现在,我有以下由original.df %.% group_by(Category) %.% tally() %.% arrange(desc(n))
创建的data.frame。
DF <- structure(list(Category = c("E", "K", "M", "L", "I", "A",
"S", "G", "N", "Q"), n = c(163051, 127133, 106680, 64868, 49701,
47387, 47096, 45601, 40056, 36882)), .Names = c("Category",
"n"), row.names = c(NA, 10L), class = c("tbl_df", "tbl", "data.frame"
))
Category n
1 E 163051
2 K 127133
3 M 106680
4 L 64868
5 I 49701
6 A 47387
7 S 47096
8 G 45601
9 N 40056
10 Q 36882
我想从排名最低的类别中创建一个“其他”字段。即。
Category n
1 E 163051
2 K 127133
3 M 106680
4 L 64868
5 I 49701
6 Other 217022
现在,我正在做
rbind(filter(DF, rank(rev(n)) <= 5),
summarise(filter(DF, rank(rev(n)) > 5), Category = "Other", n = sum(n)))
将不在前5名中的所有类别折叠为其他类别。
但我很好奇dplyr
或其他现有的套餐是否有更好的方法。 “更好”我的意思是更简洁/可读。我也对使用更聪明或更灵活的方法选择Other
的方法感兴趣。
答案 0 :(得分:8)
这是另一种方法,假设每个类别(至少前5名)只出现一次:
df %.%
arrange(desc(n)) %.% #you could skip this step since you arranged the input df already according to your question
mutate(Category = ifelse(1:n() > 5, "Other", Category)) %.%
group_by(Category) %.%
summarize(n = sum(n))
# Category n
#1 E 163051
#2 I 49701
#3 K 127133
#4 L 64868
#5 M 106680
#6 Other 217022
编辑:
我刚刚注意到我的输出不再通过减少n
来排序。在再次运行代码之后,我发现订单一直保留到group_by(Category)
之后,但是当我之后运行summarize
时,订单消失了(或者更确切地说,它似乎是由{{ 1}})。这应该是那样的吗?
以下是另外三种方式:
Category
答案 1 :(得分:5)
不同的包/不同的语法版本:
library(data.table)
dt = as.data.table(DF)
dt[order(-n), # your data is already sorted, so this does nothing for it
if (.BY[[1]]) .SD else list("Other", sum(n)),
by = 1:nrow(dt) <= 5][, !"nrow", with = F]
# Category n
#1: E 163051
#2: K 127133
#3: M 106680
#4: L 64868
#5: I 49701
#6: Other 217022
答案 2 :(得分:1)
此功能修改列,用Other
替换不频繁的条目,方法是指定最小频率,或者指定所需的类别数。
#' @title Group infrequent entries into 'Other category'
#' @description Useful when you want to constrain the number of unique values in a column.

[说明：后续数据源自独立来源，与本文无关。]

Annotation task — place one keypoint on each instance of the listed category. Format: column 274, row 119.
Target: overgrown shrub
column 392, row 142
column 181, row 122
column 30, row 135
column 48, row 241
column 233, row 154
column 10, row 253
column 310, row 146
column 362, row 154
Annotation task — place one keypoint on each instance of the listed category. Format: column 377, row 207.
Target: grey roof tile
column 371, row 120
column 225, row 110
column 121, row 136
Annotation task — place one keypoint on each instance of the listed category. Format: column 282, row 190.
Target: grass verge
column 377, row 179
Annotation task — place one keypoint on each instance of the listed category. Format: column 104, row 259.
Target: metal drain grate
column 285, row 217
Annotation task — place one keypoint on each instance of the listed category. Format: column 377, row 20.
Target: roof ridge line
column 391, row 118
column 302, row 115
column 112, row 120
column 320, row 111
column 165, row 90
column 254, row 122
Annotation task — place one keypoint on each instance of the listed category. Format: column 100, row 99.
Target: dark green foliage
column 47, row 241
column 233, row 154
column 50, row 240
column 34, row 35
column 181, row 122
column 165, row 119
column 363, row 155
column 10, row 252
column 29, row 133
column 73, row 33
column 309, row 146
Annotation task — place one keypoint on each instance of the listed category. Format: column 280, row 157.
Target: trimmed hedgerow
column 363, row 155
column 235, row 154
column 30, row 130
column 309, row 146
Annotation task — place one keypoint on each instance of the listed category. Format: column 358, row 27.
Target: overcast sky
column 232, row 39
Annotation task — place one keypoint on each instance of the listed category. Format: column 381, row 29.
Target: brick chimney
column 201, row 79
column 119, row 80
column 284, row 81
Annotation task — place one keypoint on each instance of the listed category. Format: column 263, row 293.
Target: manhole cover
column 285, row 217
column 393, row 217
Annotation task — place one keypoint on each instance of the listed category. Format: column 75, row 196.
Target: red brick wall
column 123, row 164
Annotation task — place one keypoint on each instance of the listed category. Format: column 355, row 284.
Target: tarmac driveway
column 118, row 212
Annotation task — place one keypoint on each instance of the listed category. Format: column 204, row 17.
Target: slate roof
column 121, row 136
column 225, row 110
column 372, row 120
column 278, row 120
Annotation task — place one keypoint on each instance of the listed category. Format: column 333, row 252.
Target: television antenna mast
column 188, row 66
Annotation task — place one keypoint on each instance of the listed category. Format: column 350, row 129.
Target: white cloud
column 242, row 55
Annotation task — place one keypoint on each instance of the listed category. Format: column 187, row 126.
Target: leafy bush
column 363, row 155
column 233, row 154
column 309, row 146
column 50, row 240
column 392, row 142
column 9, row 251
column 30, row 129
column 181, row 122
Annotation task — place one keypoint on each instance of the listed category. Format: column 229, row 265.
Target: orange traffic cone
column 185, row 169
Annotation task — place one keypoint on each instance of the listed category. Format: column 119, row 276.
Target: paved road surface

#' @param .data Data containing variable.
#' @param var Variable containing infrequent entries, to be collapsed into "Other".
#' @param n Threshold for total number of categories above "Other".
#' @param count Threshold for total count of observations before "Other".
#' @param by Extra variables to group by when calculating \code{n} or \code{count}.
#' @param copy Should \code{.data} be copied? Currently only \code{TRUE} is supported.
#' @param other.category Value that infrequent entries are to be collapsed into. Defaults to \code{"Other"}.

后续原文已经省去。